Изменить размер шрифта - +

Он встал, а горло словно свинцом залили. Стоял немой как рыба, и только головой качал, будто кланялся. А потом сел… Суд удалился на совещание для вынесения приговора.

«Именем Российской Федерации!..» – возгласила судья.

Она еще долго читала. Были красивые слова про партию, ее вождей, про воспитание молодого поколения и так далее. Но все это свелось к последней, одной из самых главных фраз в жизни Николая Писарева: «…приговорить Николая Писарева к девяти годам лишения свободы с отбыванием в колонии строгого режима».

Против пятнадцати это было совсем ничего, на целых шесть лет меньше. Колька даже улыбнулся…

Ему разрешили проститься в зале суда с родственниками, и он впервые за жизнь произнес слово «бабушка», а не бабка. А она протянула ему узелок и потом гладила прохладной ладошкой щеку.

А потом внезапно перед клеткой появился старик, словно из пола вырос, и сказал:

– Не дождусь!

– Дождетесь, – подбодрил Колька.

– Выйдешь, заходи.

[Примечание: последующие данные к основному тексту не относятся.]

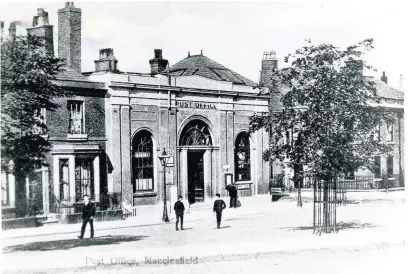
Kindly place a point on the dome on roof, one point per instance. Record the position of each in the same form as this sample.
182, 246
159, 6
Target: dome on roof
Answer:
205, 67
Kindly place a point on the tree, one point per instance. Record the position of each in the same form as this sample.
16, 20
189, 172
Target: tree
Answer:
328, 112
27, 90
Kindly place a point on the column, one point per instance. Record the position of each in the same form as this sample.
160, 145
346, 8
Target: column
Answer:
71, 179
127, 187
97, 180
45, 190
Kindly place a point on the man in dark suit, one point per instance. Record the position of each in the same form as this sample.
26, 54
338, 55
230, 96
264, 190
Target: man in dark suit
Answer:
219, 206
179, 210
233, 192
88, 213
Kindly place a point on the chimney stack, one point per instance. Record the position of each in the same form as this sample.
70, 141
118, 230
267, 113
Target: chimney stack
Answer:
42, 28
158, 64
269, 64
384, 78
107, 61
69, 36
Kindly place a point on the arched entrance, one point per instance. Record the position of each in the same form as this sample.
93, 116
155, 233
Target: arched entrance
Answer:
195, 141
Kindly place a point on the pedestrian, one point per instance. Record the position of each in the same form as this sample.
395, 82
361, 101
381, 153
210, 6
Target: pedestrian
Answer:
385, 179
88, 214
179, 210
233, 193
219, 206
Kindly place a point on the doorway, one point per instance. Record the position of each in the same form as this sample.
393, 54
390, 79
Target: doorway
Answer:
195, 167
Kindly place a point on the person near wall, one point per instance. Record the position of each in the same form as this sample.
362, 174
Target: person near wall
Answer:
233, 193
179, 210
385, 179
88, 214
219, 206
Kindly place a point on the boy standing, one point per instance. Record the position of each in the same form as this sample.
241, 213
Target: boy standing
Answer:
179, 210
88, 213
219, 206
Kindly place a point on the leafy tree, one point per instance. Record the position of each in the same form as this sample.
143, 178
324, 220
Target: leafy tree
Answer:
328, 110
27, 89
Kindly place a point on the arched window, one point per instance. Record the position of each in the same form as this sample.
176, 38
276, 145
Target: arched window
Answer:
196, 133
142, 162
242, 158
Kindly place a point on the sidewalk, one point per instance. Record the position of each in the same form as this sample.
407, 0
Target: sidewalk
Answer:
152, 215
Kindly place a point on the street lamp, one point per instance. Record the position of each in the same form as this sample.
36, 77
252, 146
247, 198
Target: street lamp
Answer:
164, 160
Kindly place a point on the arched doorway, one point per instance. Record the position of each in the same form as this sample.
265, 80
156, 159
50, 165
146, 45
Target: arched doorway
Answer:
195, 139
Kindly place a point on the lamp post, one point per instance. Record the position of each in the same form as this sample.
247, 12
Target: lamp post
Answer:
164, 159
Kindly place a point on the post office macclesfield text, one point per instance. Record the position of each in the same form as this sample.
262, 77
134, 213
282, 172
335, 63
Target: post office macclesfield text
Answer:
195, 105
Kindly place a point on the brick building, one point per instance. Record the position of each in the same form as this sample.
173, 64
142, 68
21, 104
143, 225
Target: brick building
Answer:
392, 134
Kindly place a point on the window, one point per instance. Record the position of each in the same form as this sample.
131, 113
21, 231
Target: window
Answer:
375, 135
84, 178
5, 189
242, 158
40, 117
76, 117
196, 133
390, 165
390, 132
142, 162
377, 166
64, 179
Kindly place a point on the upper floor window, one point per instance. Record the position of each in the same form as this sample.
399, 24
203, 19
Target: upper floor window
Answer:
390, 132
242, 158
76, 117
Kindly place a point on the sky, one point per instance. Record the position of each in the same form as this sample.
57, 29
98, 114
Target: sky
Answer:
234, 34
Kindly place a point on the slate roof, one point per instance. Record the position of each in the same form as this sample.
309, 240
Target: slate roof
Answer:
203, 66
386, 91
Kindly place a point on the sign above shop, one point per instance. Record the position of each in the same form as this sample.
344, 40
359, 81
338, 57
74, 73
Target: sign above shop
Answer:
195, 105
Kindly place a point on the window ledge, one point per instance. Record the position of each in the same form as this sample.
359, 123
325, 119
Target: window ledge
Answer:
145, 194
77, 136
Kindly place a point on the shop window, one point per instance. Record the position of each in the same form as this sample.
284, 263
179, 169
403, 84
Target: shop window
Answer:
390, 165
242, 158
390, 132
377, 166
76, 117
84, 178
142, 162
64, 179
5, 189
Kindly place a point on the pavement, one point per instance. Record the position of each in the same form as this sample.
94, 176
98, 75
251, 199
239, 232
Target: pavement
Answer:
257, 230
152, 215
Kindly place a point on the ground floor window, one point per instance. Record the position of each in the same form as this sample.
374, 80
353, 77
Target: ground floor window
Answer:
64, 179
84, 178
377, 166
242, 158
142, 162
5, 189
390, 165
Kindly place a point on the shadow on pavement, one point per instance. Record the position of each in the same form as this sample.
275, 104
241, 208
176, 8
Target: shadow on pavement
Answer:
339, 226
72, 243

Тебе сколько будет?

– За тридцать.

– Во второй лиге побегаешь еще!

Кольке показалось, что старик напоследок хмыкнул. Совсем еще крепкий, он дошел до дверей, не оглядываясь, а Писарева, заковав в наручники, сквозь судебный коридор провели к автозаку, и повез он его к началу долгого путешествия, в котором есть только неизвестность одна…

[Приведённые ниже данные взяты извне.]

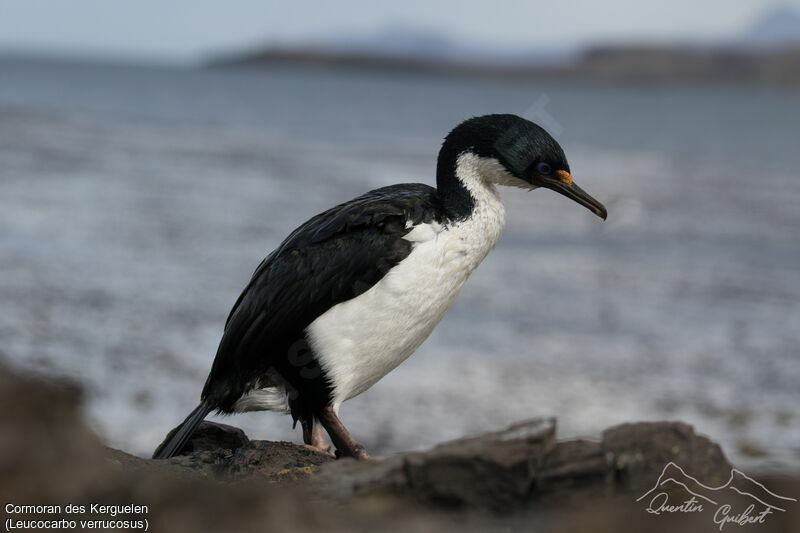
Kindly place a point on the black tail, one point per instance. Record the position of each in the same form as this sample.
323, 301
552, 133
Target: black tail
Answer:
173, 444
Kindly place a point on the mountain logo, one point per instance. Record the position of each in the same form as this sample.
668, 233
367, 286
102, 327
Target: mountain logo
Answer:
741, 500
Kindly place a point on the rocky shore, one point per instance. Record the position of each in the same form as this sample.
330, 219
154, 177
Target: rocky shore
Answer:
521, 478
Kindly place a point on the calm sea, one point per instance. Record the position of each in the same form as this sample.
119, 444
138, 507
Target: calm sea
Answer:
135, 203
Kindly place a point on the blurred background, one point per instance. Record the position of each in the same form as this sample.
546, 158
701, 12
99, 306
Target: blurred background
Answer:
151, 154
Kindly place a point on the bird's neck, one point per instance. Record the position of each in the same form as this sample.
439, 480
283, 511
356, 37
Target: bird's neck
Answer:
467, 189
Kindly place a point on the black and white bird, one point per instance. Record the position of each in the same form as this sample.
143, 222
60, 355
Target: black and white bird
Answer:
354, 291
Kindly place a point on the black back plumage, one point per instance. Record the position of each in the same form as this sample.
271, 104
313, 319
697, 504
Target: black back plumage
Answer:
333, 257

Вечером этого дня профессор Московского автодорожного института Сперанский, посетивший с утра громкое судебное разбирательство, впервые за совместную жизнь пожал руку своему приемному сыну Сереже Сперанскому Протопопову…

 

* * *

 

Уже на этапе Колька узнал, что его статья ни пересмотра, ни досрочного освобождения, ни амнистии не предполагает. Но что самое страшное было для его судьбы – зеки его невзлюбили отчаянно. В поездах, двигающихся по этапам, бывшего футболиста били смертным боем, причем все скопом, даже самые слабые пристраивались к избиению, так как для них это было утешением в собственных страданиях.

– За что? – вопрошал Колька, сплевывая выбитые уголовниками вставные зубы.

– Ты опозорил страну! – объяснял пахан какого нибудь очередного вагона. Обычно от него пахло так же, как из сливного ведра, в который зеки ходили по нужде. – Можешь кончить хоть десятерых, кассу взять, замочив при этом случайно малолетнего ребенка и его мамку, но Родину, Родину не замай!

– Господи! – не понимал Писарев. – Да чем же я Родину опозорил?

На этот вопрос ему обычно не отвечали, но непременно вместо объяснений приступали к избиениям.

Как то раз, где то на бесконечных казахских железных дорогах, на третьем месяце этапов, Кольку поместили в новый тепляк, где шишку держал некий дядя Мотя, человек с толстым задом, да худосочными плечиками. Прибытию Кольки он обрадовался, объяснив, что за долгие месяцы скитаний в вагоне он первый новенький.

В этот вечер его впервые не били. Даже чаю налили и печенюжку дали. Колька был растроган и за чаепитием рассказывал зекам свою незаладившуюся судьбу. Пятнадцать человек внимали его словам, будто родные. Кое кто даже слезу смахивал.

«Вот, – думал с радостью Колька, – к нормальным людям попал».

Когда он засыпал на выделенной ему нижней полке, жизнь не казалась такой уж безнадежной.

Если бы на зоне все были такие, то жить можно. Жили же наши солдаты в концентрационных лагерях и выживали…

Он почти уже заснул. Его разнеженные мягким матрасом косточки радостно томились, ноздри в первый раз не ощущали запаха параши, и птичка сна была готова уже сорваться с его виска, как вдруг он почувствовал, как на него навалилось трое мужиков, двое на руки сели, а третий штаны пытался стянуть.

– Давайте, детушки, – слышался где то рядом голосок дяди Моти.